A organização do evento calcula em 725.000 pessoas na rua em 42 cidades e 25 estados. Em São Paulo, manifestantes gritam palavras de ordem, principalmente “não vai ter golpe”. Em Salvador, 100 mil pessoas estão na rua.
Segundo a Agência Brasil, Manifestantes reúnem-se na tarde de hoje (18) na Avenida Paulista, em frente ao Museu de Arte de São Paulo. Muitos estão vestidos de vermelho, com apitos, bexigas e faixas, pedindo a defesa da democracia e também a manutenção da presidenta Dilma Roussef no governo.

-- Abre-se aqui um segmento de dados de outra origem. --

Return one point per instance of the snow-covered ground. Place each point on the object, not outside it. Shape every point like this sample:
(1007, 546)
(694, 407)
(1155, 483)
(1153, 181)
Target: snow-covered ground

Os manifestantes gritam “não vai ter golpe” em diversos momentos.
O ato reúne muitas pessoas em um clima bem descontraído e pacífico, com muitas bandeiras, bexigas e balões vermelhos, alguns com logotipos da CUT e do PT, e outros sem nenhuma imagem . Os manifestantes carregam uma bandeira com uma imagem da presidenta Dilma jovem, na época em que foi presa na época da ditadura. Representantes da Central Única dos Trabalhadores (CUT), Central de Trabalhadores do Brasil (CTB), da Frente Brasil Popular, de vários sindicatos, como bancários e professores, discursam nos carros de som desde o fim da tarde.
A presidenta do Sindicato dos Bancários de São Paulo, Osasco e Região, Juvandia Moreira Leite , disse que o povo tem que ir para a rua dizer “não vai ter golpe”, referindo-se ao impeachment de Dilma. Além disso, sobre os casos de enfrentamento entre pessoas com divergências políticas, ela disse que “não podemos respingar o ódio com ódio”.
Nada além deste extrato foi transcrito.